"He wouldn't consent to any less," David said wistfully. "You see things were good with farmers at the time, and rents were going up. And then I thought I should be allowed to work the quarry down in the delf, and make some money out of the stone."
"And you were done in that as in other things?"
"Well, yes. There's no denying it. When I got to understand the deed—and it took me a goodish time to riddle it out—I found out that I had no right to the stone or the mineral, or the fish in the stream, or to the trees, or to the game. Do you know he actually charged me for the stone dug out of my own farm to build the house with?"
"And ever since has been working the quarry at a big profit, which would never have been unearthed but for you, and destroying one of your fields in the process?"
"I felt that about the quarry almost more than anything," David went on. "But he's never discovered the tin lode, and I shall never tell him."
"Is there a tin lode on the farm?" Ralph questioned eagerly.
"Ay, a beauty!

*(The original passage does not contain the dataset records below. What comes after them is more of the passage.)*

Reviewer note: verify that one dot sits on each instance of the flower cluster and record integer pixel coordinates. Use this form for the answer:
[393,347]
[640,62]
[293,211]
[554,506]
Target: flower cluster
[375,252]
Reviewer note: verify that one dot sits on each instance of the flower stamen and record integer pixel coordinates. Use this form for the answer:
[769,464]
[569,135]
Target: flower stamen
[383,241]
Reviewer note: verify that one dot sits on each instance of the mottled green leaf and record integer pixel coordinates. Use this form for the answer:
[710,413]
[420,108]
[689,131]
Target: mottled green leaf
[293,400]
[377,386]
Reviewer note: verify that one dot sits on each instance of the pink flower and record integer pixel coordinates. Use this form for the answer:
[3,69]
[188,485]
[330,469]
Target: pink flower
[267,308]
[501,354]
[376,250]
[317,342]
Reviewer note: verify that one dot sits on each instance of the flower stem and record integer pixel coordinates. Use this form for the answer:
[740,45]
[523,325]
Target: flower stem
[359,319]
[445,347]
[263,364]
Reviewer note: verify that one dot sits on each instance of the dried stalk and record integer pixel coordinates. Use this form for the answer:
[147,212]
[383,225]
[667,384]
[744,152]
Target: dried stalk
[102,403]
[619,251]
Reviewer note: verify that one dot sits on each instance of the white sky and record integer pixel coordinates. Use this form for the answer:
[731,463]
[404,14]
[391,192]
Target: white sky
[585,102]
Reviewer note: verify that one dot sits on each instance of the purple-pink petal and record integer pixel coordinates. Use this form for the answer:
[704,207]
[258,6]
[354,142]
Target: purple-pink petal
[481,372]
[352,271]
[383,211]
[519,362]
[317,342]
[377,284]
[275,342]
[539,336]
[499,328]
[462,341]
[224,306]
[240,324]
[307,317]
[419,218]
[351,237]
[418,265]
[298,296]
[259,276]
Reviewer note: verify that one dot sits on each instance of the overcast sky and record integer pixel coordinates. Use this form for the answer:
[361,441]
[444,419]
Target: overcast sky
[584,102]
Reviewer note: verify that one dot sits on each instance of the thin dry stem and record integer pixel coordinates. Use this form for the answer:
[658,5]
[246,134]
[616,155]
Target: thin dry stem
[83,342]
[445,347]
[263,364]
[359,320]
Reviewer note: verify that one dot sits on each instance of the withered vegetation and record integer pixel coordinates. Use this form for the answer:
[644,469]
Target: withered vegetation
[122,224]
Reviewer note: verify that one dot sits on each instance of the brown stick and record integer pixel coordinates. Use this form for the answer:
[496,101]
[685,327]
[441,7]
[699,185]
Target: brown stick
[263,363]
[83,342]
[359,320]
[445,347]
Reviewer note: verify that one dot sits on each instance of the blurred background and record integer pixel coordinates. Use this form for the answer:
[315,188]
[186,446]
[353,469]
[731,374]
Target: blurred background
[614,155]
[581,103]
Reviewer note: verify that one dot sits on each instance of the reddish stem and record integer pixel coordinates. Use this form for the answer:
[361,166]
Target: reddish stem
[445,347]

It must be seven years ago since I discovered it, and I've kept it to myself. You see, it would ruin the farm to work it, and I should not get a penny of the dues; they'd all go to the squire."
"Everything gets back to the rich in the long-run," Ralph said bitterly. "There's no chance for the poor man anywhere."
"Oh, well, in a few years' time it won't matter to any of us," David said, looking with dreamy eyes across the valley to the distant range of hills. "In the grave we shall all be equal, and we shall never hear again the voice of the oppressor."
"That does not seem to me anything to the point," Ralph said, flashing out the words angrily. "We've got as good a right to live as anybody else. I don't ask favours from anybody, but I do want justice and fair play."